Aircraft were essential to the Allied victory in the Battle of the Atlantic. Unlike modern submarines, early U-Boats operated primarily on the surface, where they were vulnerable to detection and attack from the air. Allied maritime patrol aircraft, equipped with radar and supported by signals intelligence (high-frequency radio direction finding, or HF/DF), could detect and attack surfaced U-Boats. The book’s title echoes the famous radio call claiming – incorrectly, as it turned out – what would have been the first sinking of a U-Boat by a U.S. Navy patrol bomber. Even an unsuccessful attack, however, could force a U-Boat to submerge, thus reducing its effectiveness.
As the war progressed, U.S. naval aviation took the offensive, as “hunter-killer groups” used escort-carrier-based aircraft to search for and destroy U-Boats. Meanwhile, the United States and United Kingdom deployed long-range, land-based bombers to close the gap in Allied air cover that served as the U-Boats’ primary hunting ground. A U.S. inter-service debate over responsibility for anti-submarine patrols resulted in the Navy taking the primary role, even when operating aircraft originally intended for the Army Air Corps.

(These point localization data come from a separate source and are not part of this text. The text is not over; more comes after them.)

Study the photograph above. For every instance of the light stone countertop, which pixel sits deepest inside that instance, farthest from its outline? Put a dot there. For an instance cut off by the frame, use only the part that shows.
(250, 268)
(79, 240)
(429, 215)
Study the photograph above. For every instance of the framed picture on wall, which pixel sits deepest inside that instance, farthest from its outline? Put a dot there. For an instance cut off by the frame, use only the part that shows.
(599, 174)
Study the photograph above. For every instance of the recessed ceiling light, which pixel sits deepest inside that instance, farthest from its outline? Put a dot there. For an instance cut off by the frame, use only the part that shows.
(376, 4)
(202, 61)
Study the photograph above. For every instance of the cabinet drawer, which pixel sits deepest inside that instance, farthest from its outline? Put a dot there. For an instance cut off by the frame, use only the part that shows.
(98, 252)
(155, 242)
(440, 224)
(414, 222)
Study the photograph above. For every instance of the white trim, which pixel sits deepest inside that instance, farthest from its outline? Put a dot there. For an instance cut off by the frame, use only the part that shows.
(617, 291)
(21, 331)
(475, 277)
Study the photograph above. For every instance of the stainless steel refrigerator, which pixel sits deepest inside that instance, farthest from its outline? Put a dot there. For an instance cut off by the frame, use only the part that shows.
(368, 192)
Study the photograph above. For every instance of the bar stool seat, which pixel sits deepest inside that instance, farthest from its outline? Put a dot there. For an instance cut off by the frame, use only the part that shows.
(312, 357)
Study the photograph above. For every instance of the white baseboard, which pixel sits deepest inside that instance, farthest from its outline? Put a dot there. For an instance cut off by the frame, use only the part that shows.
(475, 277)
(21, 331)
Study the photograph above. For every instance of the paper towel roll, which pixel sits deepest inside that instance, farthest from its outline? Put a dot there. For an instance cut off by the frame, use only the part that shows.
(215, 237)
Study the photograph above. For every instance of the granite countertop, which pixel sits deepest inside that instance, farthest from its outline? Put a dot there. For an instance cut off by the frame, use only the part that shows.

The author seems to know the subject matter, but the book breaks little new ground. The narrative consists primarily of a series of encounters between aircraft and U-Boats: dates, squadron numbers, aircraft types, and outcomes are included, but there is little accompanying analysis. With the exception of a few interviews and reports of interrogation of German prisoners, the book relies mostly on a handful of secondary sources, such as Carey’s previous books and Samuel Eliot Morison’s official histories. The book also would have benefited from better editing, as it contains a number of distracting misspellings, incorrect uses of commas, and awkward sentence structures.
The book does contain a number of interesting episodes, including the presence of a Japanese submarine (!) in the South Atlantic. Another positive is the decision to include several maps of the area of operations; although these do not pinpoint the specific actions discussed in the text, they provide a useful orientation to the scope of the theater. The book is also interspersed with more than 200 photographs, including a number of combat photographs of U-Boats under attack. Unfortunately, this highlights just how lightweight this book is: despite featuring so many photos, it clocks in at barely 200 pages (including index and appendices).
I recommend this book only to the most obsessive students of the Battle of the Atlantic or of World War II naval aviation. For a better-researched and -written account of the war against the U-Boat – one which includes significant attention to the technical and operational aspects of the air campaign – readers should instead turn to the two volumes of Hitler’s U-Boat War, by Clay Blair.
Alan C. Carey, Sighted Sub, Sank Same: The United States Navy’s Air Campaign against the U-Boat. Casemate Publishing (2019). 240 pp. (with illustrations).